Quand j’ai fini La Reconquête [une fiction sur les retrouvailles entre deux amoureux d’adolescence, ndlr], j’avais un sentiment de frustration et de dette vis-à-vis de Candela Recio et Pablo Hoyos. J’avais l’impression d’avoir travaillé avec eux à travers le filtre du souvenir de mon adolescence. Pour Qui à part nous, il fallait que je les laisse être entièrement eux-mêmes, en me situant du point de vue leur jeunesse, et non de la mienne, avec quelque chose d’organique, de plus fidèle à leur réalité.

Au-delà des acteurs, il existe de nombreux liens entre ces deux films, notamment la chanson de Rafael Berrio, un musicien italien décédé en 2020. Il a composé Quién lo impide, mélodie qui a donné son titre original à ce film, et que l’on entend aussi au générique de fin de La Reconquête. Les paroles de cette chanson articulent une façon d’être au monde très libératoire : « Tu dois être toi-même, tu dois faire les choses que tu veux sans filtre, sans peur. »

« Qui à part nous » de Jonás Trueba : jeunesse se passe

Le documentaire entretient une ambiguïté vis-à-vis de la véracité des protagonistes et des situations, qui paraissent parfois ouvertement prémédités. Pourquoi cette part de romanesque ?

Cette ambiguïté apporte un côté hybride au récit. La racine du film est documentaire, mais, au cours du tournage, les acteurs y ont greffé leurs expériences. Le projet est devenu un espace de recréation des moments vécus. On travaille toujours d’une manière très libre, sans faire la distinction entre réalité et fiction, sans dire : « Ici s’arrête le documentaire, ici commence l’invention. » Il n’y aucune théorisation de notre part. A l’origine du projet, il n’y a aucun plan, juste le désir très fort d’être ensemble, de partager des situations de notre vie.

On a le sentiment que le film s’écrit en direct, avec une sorte de hasard contrôlé.

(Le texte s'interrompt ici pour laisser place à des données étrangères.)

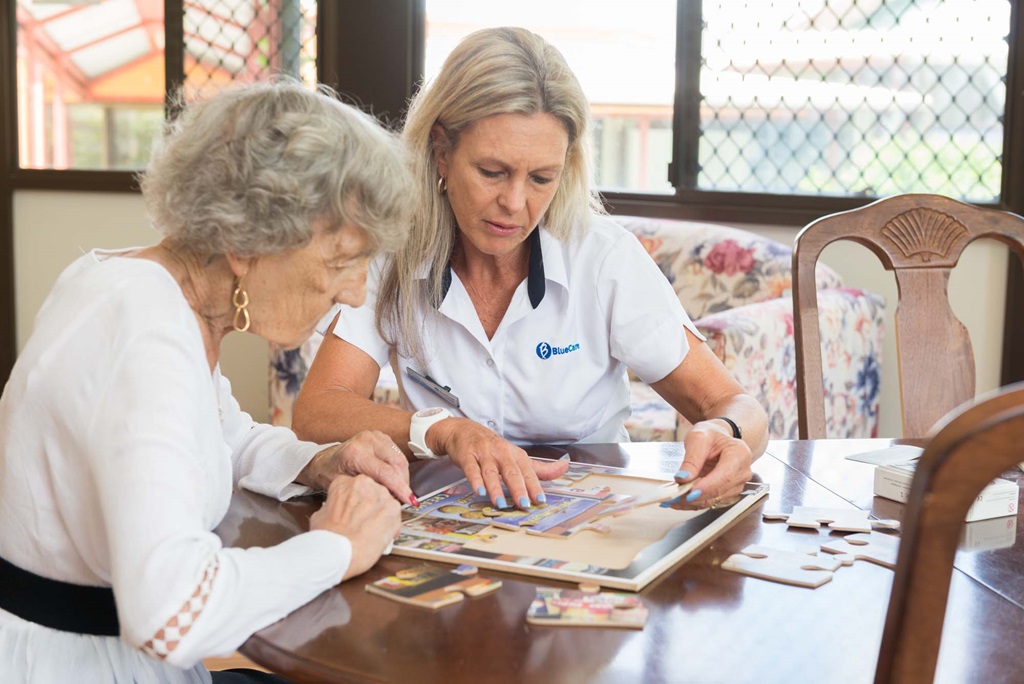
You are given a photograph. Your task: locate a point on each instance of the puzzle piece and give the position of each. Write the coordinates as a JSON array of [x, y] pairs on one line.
[[587, 606], [432, 587], [791, 567], [848, 520], [876, 547]]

Exactement. Avec les acteurs, nous avons écrit le scénario ensemble pendant le tournage. J’adore cette façon de faire du cinéma, très instinctive : j’écris quelques notes ou dialogues, mais ma façon d’écrire est liée au tournage, à l’oralité et à l’authenticité de la parole des acteurs, qui sont scénaristes avec moi. Une fois arrivée l’étape du montage nous voulions rester fidèle au tournage, ne pas réinventer un film par le découpage.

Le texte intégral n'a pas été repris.